Rare and aggressive skin cancers were incorrectly classified as low-risk by machine learning models for detecting skin cancers, according to a new study presented at the European Dermatology and Venereology (EADV) Congress 2021.

The research suggests that making apps based on such models available directly to the public without transparency on performance metrics for rare but potentially life-threatening skin cancers is ethically questionable.

Researchers in London focused on two types of skin cancer, Merkel cell carcinoma (MCC) and amelanotic melanoma, both of which are rare but particularly aggressive cancers that tend to grow fast and require early treatment. They created a dataset of 116 images of these rare cancers and of the benign lesions seborrahoeic keratosis and haemangiomas, and assessed these images with two machine-learning models.

The first model studied was a certified medical device, directly sold to the public via the App store and advertised as being able to diagnose 95% of skin cancers (Model 1). The second model was available for research purposes only and used as a reference (Model 2).
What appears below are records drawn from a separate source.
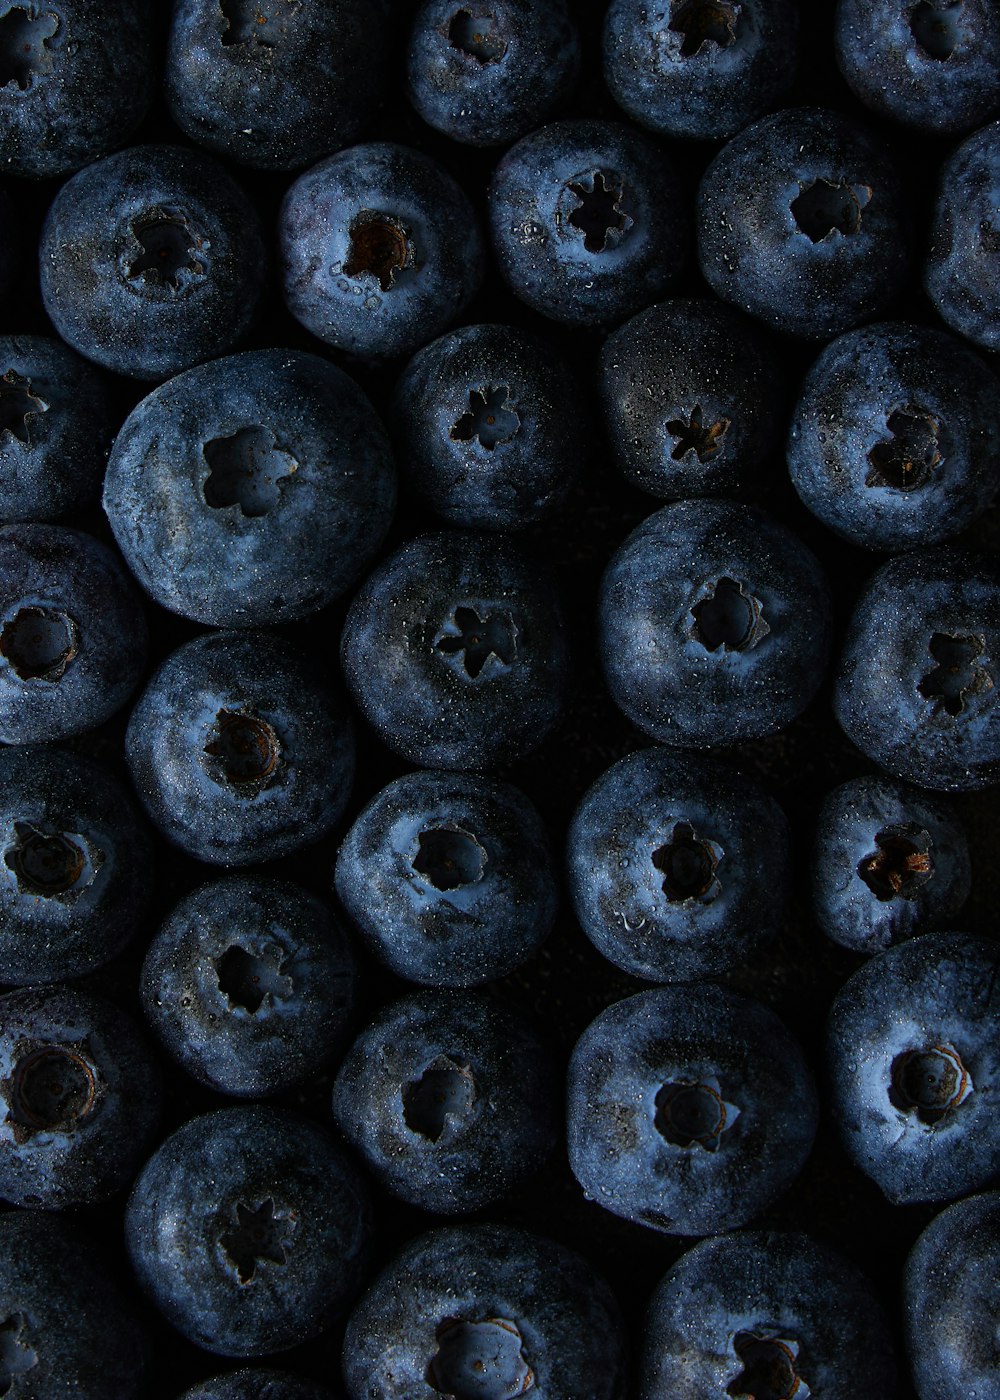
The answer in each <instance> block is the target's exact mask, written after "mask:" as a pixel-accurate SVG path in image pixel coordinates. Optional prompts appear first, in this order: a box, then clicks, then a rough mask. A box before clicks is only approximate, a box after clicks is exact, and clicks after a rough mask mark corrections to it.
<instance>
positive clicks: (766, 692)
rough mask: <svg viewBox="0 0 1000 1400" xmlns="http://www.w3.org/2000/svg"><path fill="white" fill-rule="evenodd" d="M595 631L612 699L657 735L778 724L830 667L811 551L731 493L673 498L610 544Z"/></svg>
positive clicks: (757, 736)
mask: <svg viewBox="0 0 1000 1400" xmlns="http://www.w3.org/2000/svg"><path fill="white" fill-rule="evenodd" d="M598 640H599V645H601V657H602V662H604V672H605V678H606V682H608V687H609V690H611V694H612V697H613V700H615V703H616V704H618V706H619V708H622V710H623V711H625V714H627V717H629V718H630V720H632V721H633V722H634V724H637V725H639V728H640V729H643V732H644V734H648V735H651V738H654V739H658V741H660V742H661V743H672V745H681V746H683V748H695V749H707V748H714V746H718V745H725V743H737V742H741V741H742V739H754V738H761V736H763V735H766V734H775V731H777V729H782V728H783V727H784V725H787V724H790V722H791V721H793V720H794V718H796V717H797V715H798V714H800V713H801V710H804V708H805V706H807V704H808V703H810V700H811V699H812V696H814V694H815V692H817V689H818V687H819V683H821V680H822V678H824V671H825V669H826V657H828V651H829V641H831V601H829V589H828V584H826V580H825V578H824V575H822V573H821V568H819V564H818V563H817V560H815V557H814V556H812V553H811V552H810V550H808V549H807V547H805V546H804V545H803V543H801V542H800V540H798V539H797V538H796V536H794V535H793V533H791V532H790V531H789V529H786V526H784V525H780V524H779V522H777V521H776V519H772V518H770V517H769V515H765V512H763V511H759V510H756V508H754V507H749V505H738V504H735V503H732V501H710V500H700V501H676V503H675V504H674V505H665V507H664V508H662V510H660V511H655V514H653V515H650V517H648V518H647V519H646V521H643V524H641V525H639V528H637V529H634V531H633V532H632V535H629V538H627V539H626V540H625V543H623V545H620V546H619V549H618V552H616V553H615V554H613V556H612V559H611V563H609V564H608V570H606V573H605V575H604V582H602V585H601V605H599V615H598Z"/></svg>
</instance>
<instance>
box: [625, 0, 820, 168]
mask: <svg viewBox="0 0 1000 1400" xmlns="http://www.w3.org/2000/svg"><path fill="white" fill-rule="evenodd" d="M710 11H711V13H709V14H704V13H703V11H700V10H699V7H697V6H686V7H685V6H683V4H678V3H676V0H675V3H674V4H669V3H660V4H655V6H650V4H643V3H640V0H612V3H611V4H609V6H608V10H606V14H605V20H604V80H605V83H606V84H608V90H609V91H611V95H612V97H613V98H615V101H616V102H618V105H619V106H620V108H622V109H623V111H625V112H627V113H629V116H630V118H632V119H633V122H639V125H640V126H647V127H648V129H650V130H653V132H658V133H660V134H661V136H672V137H689V139H695V140H725V139H727V137H730V136H735V133H737V132H738V130H739V127H741V126H745V125H746V123H748V122H752V120H754V119H755V118H758V116H761V115H762V113H763V112H766V111H768V109H769V108H772V106H776V105H777V104H779V101H780V99H782V97H783V95H784V92H786V90H787V88H789V87H790V84H791V81H793V78H794V76H796V69H797V66H798V11H797V10H796V6H794V4H793V3H791V0H723V3H721V4H713V6H711V7H710Z"/></svg>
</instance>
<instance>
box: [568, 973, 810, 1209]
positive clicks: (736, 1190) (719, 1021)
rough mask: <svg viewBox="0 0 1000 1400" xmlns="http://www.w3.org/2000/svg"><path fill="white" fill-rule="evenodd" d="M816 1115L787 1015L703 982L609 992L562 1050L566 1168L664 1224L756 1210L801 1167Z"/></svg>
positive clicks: (579, 1178)
mask: <svg viewBox="0 0 1000 1400" xmlns="http://www.w3.org/2000/svg"><path fill="white" fill-rule="evenodd" d="M671 1103H672V1105H674V1109H671ZM818 1117H819V1105H818V1098H817V1089H815V1085H814V1082H812V1074H811V1071H810V1068H808V1065H807V1063H805V1057H804V1054H803V1051H801V1049H800V1046H798V1043H797V1042H796V1040H794V1039H793V1036H791V1035H790V1033H789V1030H787V1029H786V1026H784V1023H783V1022H782V1021H779V1018H777V1016H776V1015H775V1012H773V1011H770V1009H769V1008H768V1007H765V1005H763V1004H762V1002H758V1001H751V1000H749V998H748V997H739V995H737V994H735V993H732V991H728V990H725V988H724V987H716V986H713V984H711V983H704V984H702V986H683V987H657V988H654V990H650V991H640V993H637V994H636V995H633V997H627V998H626V1000H625V1001H618V1002H615V1004H613V1005H611V1007H608V1009H606V1011H602V1012H601V1015H599V1016H597V1019H595V1021H592V1022H591V1025H590V1026H588V1028H587V1029H585V1030H584V1033H583V1035H581V1036H580V1040H578V1042H577V1046H576V1049H574V1050H573V1056H571V1058H570V1068H569V1081H567V1137H569V1144H567V1145H569V1156H570V1166H571V1169H573V1175H574V1176H576V1179H577V1180H578V1182H580V1186H581V1187H583V1190H584V1194H585V1196H587V1198H588V1200H594V1201H597V1204H598V1205H602V1207H604V1210H606V1211H612V1212H613V1214H615V1215H620V1217H623V1218H625V1219H629V1221H634V1222H636V1224H637V1225H648V1226H650V1228H651V1229H657V1231H662V1232H664V1233H667V1235H717V1233H721V1232H723V1231H728V1229H735V1228H737V1226H739V1225H745V1224H746V1221H749V1219H752V1218H754V1217H755V1215H759V1214H761V1212H762V1211H763V1210H766V1208H768V1207H769V1205H770V1204H772V1203H773V1201H776V1200H777V1198H779V1196H782V1194H783V1193H784V1191H786V1190H787V1187H789V1186H791V1183H793V1180H794V1179H796V1176H798V1173H800V1170H801V1168H803V1166H804V1163H805V1159H807V1156H808V1155H810V1149H811V1148H812V1140H814V1137H815V1133H817V1123H818Z"/></svg>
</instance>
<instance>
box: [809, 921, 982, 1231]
mask: <svg viewBox="0 0 1000 1400" xmlns="http://www.w3.org/2000/svg"><path fill="white" fill-rule="evenodd" d="M996 980H997V951H996V942H994V939H992V938H975V937H972V935H971V934H954V932H948V934H923V935H922V937H920V938H910V939H909V941H908V942H905V944H899V946H896V948H889V949H887V952H884V953H880V955H878V956H877V958H873V959H871V960H870V962H867V963H866V965H864V966H863V967H860V969H859V970H857V972H856V973H854V974H853V976H852V977H849V979H847V981H846V983H845V986H843V987H842V988H840V991H839V993H838V995H836V997H835V1000H833V1004H832V1007H831V1012H829V1021H828V1028H826V1065H828V1078H829V1086H831V1095H832V1112H833V1117H835V1120H836V1123H838V1128H839V1131H840V1140H842V1142H843V1147H845V1151H846V1152H847V1155H849V1156H850V1158H852V1161H853V1162H854V1165H856V1166H857V1168H859V1169H860V1170H861V1172H864V1173H866V1176H870V1177H871V1179H873V1180H874V1182H875V1183H877V1186H878V1187H880V1189H881V1190H882V1193H884V1196H885V1197H887V1198H888V1200H889V1201H891V1203H892V1204H894V1205H909V1204H912V1203H913V1201H950V1200H954V1198H955V1197H958V1196H966V1194H968V1193H969V1191H976V1190H979V1189H982V1187H983V1186H987V1184H989V1183H990V1182H992V1180H993V1179H994V1177H996V1175H997V1161H1000V1156H999V1154H1000V1113H999V1112H997V1105H999V1103H1000V1049H999V1047H1000V1007H999V1005H997V1002H996V1001H994V998H993V986H994V983H996Z"/></svg>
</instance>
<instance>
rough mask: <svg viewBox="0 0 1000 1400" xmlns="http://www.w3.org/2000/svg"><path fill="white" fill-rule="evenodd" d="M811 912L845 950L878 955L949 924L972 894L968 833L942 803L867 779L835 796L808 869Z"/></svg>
mask: <svg viewBox="0 0 1000 1400" xmlns="http://www.w3.org/2000/svg"><path fill="white" fill-rule="evenodd" d="M810 871H811V878H812V911H814V914H815V917H817V923H818V924H819V927H821V928H822V931H824V932H825V934H826V937H828V938H833V939H835V941H836V942H838V944H843V946H845V948H853V949H854V951H856V952H861V953H877V952H881V951H882V949H884V948H888V946H889V945H891V944H899V942H902V941H903V939H905V938H912V937H913V935H915V934H923V932H926V931H927V930H930V928H933V927H934V925H936V924H944V923H947V921H948V920H950V918H952V916H954V914H957V913H958V910H959V909H961V907H962V904H964V903H965V900H966V899H968V895H969V885H971V879H972V872H971V867H969V847H968V841H966V839H965V832H964V829H962V826H961V823H959V820H958V815H957V813H955V811H954V809H952V808H951V806H950V805H948V804H947V802H945V801H943V799H941V798H936V797H930V795H929V794H927V792H922V791H920V790H919V788H913V787H909V784H906V783H896V781H894V780H892V778H881V777H863V778H853V780H852V781H850V783H843V784H842V785H840V787H839V788H835V791H833V792H831V794H829V797H828V798H826V801H825V802H824V805H822V808H821V809H819V818H818V822H817V837H815V843H814V847H812V860H811V865H810Z"/></svg>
The results showed that Model 1 incorrectly classified 17.9% of MCCs and 22.9% of amelanotic melanomas as low-risk. In turn, 62.2% of benign lesions were classified as high risk. For detecting malignancy, Model 1’s sensitivity was 79.4% [95% confidence interval (CI) 69.3-89.4%] and specificity was 37.7% [95% CI 24.7-50.8]. For Model 2, MCC was not included in the top 5 diagnosis for any of the 28 MCC images analysed, raising the possibility that the model had not been trained that this disease class exists.

Questions the safety of artificial intelligence models

The high false positive rate of Model 1 has potentially negative consequences on a personal and societal level. The results pose a bigger question of the safety of other artificial intelligence (AI) models for detecting skin cancer available on the market.

Lloyd Steele, lead author of the study at the Blizard Institute, Queen Mary University of London, UK explains: “In order to improve, machine learning model evaluations should consider the spectrum of diseases that will be seen in practice. At the moment, most of the performance of those models is driven by the imaging data available, which is particularly scarce when it comes to rare skin cancers.”

A global collaboration between research groups and hospitals can be a step towards tackling the gap of skin cancer imaging data, which is a crucial element for a high-performance rate of machine learning.

Marie-Aleth Richard, EADV Board Member and Professor at the University Hospital of La Timone, Marseille, said: “The number of skin cancer detection apps available for consumer use is growing, but as demonstrated in this research, there must be more transparency around the safety and efficacy of these apps. Furthermore such devices detect only what they are shown to analyse and do not make systematic analysis of all the skin’s surface. Failure to be transparent could put lives at risk.”